Slip op., at 12-13.  Let that sink in for a moment.  If I am not imaging things, I believe that this means that for subdivision (f) penalties, the Court held that the correct method of counting up the penalties would be to count the total number of employees that qualify as "aggrieved" by any violation an multiply that number by the $100 or $200 penalty.  Oh my.  So, if this stands the test of time, more employers will avoid class actions with class waivers in their arbitration agreements, but if there are violations of any of the sections included in PAGA, the penalty calculation for that one year will be absolutely brutal.  Big winner?  The LWDA.  For California employers in the long run it will likely be a slight loss.  While Epiq will cut into class actions, that will be countered with larger penalty recoveries.  And since the statutory period is just one year, an employer that doesn't fully correct issues will see plaintiffs returning to that well with regularity.

Respondent and Plaintiff was successfully represented by Michael Millen.

UPDATE: In response to a question about my post, I want to clarify something that is potentially unclear.
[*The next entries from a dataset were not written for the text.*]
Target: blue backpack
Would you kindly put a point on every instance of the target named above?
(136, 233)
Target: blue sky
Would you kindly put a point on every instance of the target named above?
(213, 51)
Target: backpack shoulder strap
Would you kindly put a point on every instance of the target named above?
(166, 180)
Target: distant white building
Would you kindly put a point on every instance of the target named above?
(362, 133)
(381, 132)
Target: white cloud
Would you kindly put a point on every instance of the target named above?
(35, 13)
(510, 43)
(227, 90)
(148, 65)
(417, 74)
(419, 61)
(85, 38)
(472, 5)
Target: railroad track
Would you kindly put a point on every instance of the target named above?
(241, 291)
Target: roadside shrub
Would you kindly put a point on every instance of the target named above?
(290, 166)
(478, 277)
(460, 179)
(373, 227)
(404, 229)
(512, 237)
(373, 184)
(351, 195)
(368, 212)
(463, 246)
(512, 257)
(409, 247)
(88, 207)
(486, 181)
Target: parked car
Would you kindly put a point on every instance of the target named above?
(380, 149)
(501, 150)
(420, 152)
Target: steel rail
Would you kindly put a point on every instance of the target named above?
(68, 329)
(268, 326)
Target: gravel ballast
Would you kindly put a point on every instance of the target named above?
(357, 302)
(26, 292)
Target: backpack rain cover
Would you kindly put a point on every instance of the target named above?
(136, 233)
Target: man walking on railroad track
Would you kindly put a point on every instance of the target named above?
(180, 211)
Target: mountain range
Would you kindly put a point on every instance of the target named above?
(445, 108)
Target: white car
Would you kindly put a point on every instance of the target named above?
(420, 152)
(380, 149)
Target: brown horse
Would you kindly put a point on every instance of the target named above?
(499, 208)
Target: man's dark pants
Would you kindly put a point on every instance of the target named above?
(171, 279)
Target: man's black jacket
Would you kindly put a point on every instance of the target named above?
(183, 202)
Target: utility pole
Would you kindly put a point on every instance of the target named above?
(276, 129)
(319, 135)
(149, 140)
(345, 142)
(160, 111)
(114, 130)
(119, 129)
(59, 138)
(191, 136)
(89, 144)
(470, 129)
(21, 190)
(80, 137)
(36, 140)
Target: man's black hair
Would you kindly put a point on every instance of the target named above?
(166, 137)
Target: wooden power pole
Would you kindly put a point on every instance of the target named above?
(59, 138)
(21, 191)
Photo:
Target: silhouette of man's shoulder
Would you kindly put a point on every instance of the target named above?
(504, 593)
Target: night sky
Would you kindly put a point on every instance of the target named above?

When I wrote, “…if there are violations of any of the sections included in PAGA, the penalty calculation for that one year will be absolutely brutal,” I was referring to the penalty look-back period of one year prior to filing. In other words, I was not saying that a specific one year period was implicated by this decision. I was only observing that the penalties for a one-year statute of limitation could be high, compared to a four-year statute in a wage and hour class action (plus whatever time passes while a case is pending).